Alors qu'ils pensent en finir au plus vite avec une exécution de routine, ils se retrouvent aux prises avec un être surnaturel qui les prend en chasse... L'arrivée d'un mystérieux guerrier nommé Elliot Morgan se révèle être leur seul espoir de survie...
Il était une fois, en 2003, une bande de potes qui décide de faire un court métrage sans un rond.

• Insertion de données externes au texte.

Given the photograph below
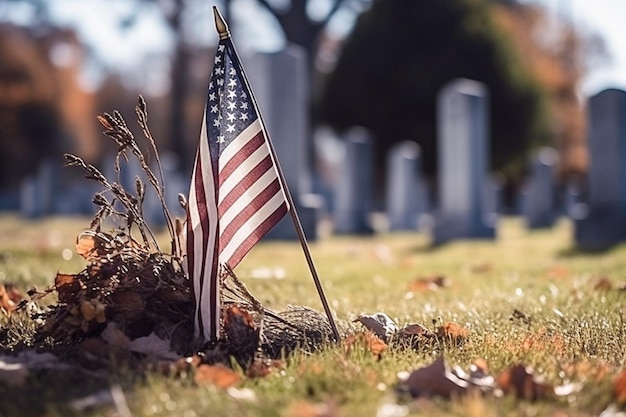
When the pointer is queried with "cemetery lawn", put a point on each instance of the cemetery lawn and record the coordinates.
(528, 298)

A l'époque, l'idée première est surtout de voir si l'élaboration d'un tel projet, même amateur, nous plaît ou si c'est juste un fantasme de cinéphile. Qui sait, peut-être qu'une fois sur le terrain, les mains dans le cambouis, nous repartirions la queue entre les jambes, fort déçus... Deux ans plus tard, le court-métrage Hippocanthropy est fini.
Nous venons de milieux divers, mais sans aucun rapport avec le monde du cinéma. Pas d'atout particulier dans notre jeu, si ce n'est une détermination carburant principalement à l'imagination, l'humour et bien sûr l'amour du 7ème art (tout genre et esprit confondu).

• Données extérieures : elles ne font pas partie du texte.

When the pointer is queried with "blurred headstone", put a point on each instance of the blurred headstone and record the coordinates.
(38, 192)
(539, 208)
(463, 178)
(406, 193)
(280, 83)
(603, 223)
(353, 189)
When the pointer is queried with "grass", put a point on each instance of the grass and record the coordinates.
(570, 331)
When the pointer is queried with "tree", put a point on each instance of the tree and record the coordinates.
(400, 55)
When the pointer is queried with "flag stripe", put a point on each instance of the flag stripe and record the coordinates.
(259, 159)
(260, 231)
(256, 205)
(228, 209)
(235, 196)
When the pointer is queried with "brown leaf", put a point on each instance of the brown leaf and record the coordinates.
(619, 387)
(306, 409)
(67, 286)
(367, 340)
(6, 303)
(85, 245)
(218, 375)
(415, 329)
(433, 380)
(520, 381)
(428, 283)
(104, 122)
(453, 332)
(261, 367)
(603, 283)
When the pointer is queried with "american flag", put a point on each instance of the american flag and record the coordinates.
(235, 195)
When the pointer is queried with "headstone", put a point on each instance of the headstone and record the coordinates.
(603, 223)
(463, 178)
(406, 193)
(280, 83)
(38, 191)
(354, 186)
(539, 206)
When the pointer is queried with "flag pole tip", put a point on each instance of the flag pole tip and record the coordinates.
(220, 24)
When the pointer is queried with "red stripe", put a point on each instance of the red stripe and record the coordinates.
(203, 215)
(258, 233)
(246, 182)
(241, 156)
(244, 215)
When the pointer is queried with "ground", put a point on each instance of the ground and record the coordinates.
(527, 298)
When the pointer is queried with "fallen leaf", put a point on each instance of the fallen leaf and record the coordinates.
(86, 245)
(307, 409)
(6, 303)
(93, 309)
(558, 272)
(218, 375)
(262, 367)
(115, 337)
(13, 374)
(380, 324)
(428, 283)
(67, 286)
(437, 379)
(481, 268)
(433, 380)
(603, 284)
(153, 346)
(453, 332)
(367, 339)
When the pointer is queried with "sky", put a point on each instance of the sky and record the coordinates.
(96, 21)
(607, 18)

Hippocanthropy, c'est d'abord un film amateur ultra référenciel, un film de geeks qui rend hommage à tout ce qu'on aime : les films de genre, les tokusatsus (X-or et autres Ultraman), l'animation japonaise...
Dans un deuxième temps, ce premier court-métrage nous a permis de conceptualiser timidement une idée qui nous tenait à coeur depuis longtemps : insérer le langage manga dans du film live (trames de vitesse, obscurcissement des fonds... )
Le film de référence autour duquel s'est bâti Hippocanthropy : c'est Versus de Ryhuei Kitamura.